The PAS stain also accentuates matrix and
basement membrane constituents, as does the
blue or green component on the trichrome stain.
In certain circumstances the trichrome stain
demonstrates immune deposits as fuchsinophilic
(red) structures.
The peripheral endothelial cell cytoplasm,
which has pores through it, looks like a
little string of sausages on cross section.
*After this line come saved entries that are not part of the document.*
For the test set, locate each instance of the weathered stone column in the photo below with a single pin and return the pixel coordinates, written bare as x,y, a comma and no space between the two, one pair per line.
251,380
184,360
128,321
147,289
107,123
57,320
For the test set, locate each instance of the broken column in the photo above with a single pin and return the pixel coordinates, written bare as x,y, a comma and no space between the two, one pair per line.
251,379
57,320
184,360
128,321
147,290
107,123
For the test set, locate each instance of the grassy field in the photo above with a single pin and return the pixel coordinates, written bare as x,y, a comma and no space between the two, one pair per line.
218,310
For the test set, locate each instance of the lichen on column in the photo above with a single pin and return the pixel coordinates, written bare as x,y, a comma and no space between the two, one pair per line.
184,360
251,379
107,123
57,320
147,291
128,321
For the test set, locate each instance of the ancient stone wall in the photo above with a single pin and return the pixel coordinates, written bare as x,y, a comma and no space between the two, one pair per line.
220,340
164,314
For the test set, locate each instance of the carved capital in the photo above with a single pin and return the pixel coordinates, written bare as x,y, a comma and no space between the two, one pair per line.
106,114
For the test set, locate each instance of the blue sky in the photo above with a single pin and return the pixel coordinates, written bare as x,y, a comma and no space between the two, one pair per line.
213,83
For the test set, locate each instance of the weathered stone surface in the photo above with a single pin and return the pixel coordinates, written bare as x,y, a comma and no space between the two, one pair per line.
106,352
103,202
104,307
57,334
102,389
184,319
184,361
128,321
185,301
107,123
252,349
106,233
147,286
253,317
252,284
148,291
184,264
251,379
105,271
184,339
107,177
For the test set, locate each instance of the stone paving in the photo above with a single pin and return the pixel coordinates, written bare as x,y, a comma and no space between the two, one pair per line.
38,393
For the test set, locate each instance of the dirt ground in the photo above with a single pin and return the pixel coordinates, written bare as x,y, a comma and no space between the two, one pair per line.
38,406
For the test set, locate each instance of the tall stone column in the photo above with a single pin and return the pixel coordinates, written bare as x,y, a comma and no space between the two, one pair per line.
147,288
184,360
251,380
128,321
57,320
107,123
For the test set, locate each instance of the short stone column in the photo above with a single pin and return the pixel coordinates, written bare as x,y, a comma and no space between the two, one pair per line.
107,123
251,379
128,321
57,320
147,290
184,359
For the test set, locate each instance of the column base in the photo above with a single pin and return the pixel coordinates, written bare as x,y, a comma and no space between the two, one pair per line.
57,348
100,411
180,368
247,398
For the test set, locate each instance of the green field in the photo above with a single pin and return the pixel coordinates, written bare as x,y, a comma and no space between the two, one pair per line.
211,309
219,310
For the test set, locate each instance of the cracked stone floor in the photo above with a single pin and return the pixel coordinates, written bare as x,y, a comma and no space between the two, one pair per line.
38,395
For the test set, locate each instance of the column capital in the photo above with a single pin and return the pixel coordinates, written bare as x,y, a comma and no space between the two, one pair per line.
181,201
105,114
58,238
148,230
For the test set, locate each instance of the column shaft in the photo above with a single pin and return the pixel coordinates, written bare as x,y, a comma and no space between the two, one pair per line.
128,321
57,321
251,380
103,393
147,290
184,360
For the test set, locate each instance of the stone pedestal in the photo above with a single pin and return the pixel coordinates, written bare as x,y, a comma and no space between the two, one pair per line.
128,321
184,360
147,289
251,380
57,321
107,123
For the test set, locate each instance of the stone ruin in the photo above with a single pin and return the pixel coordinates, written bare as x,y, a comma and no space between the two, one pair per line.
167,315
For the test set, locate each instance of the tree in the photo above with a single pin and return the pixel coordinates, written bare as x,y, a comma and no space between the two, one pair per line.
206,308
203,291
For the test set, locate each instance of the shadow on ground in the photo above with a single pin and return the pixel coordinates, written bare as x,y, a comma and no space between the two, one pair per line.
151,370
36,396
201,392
This allows recognition of the lumenal side
of the capillary wall. The visceral epithelial
cells, or podocytes, have foot processes
that are intact in normal glomeruli and
often effaced in proteinuric conditions.
The glomerular basement membrane has
3 ultrastructural zones that can be
disturbed in various glomerular diseases:
the lamina densa in the middle, the lamina
lucida (rara) externa and the lamina lucida
(rara) interna.
The glomerular basement membrane does not
completely enclose the lumen, unlike the
endothelial basement membrance in most
vessels, but rather splays out over the
mesangium to become the paramesangial
basement membrane. This leaves a functional
gap where materials from the capillary lumen or
subendothelial zone (having passed through the
endothelial pores) can directly enter the
mesangium without traversing the basement
membrane. This explains why the mesangium is
a preferential sequestration point for some types
of debris, including immune complexes.
The endothelial cell nucleus sits over the
origin of the mesangium, which is where it
is usually found. A few pores through the
endothelial cytoplasm can be seen. The
glomerular basement membrane lamina
lucida externa is the thin lucent zone just
under the foot processes of the visceral
epithelial cell. The bulk of the basement
membrane is the lamina densa.
The pores through the endothelial cell are below
the basement membrane. The thickness of the
glomerular basement membrane lamina densa
is about 5-6 times thicker than the lamina lucida
externa in this particular electron micrograph.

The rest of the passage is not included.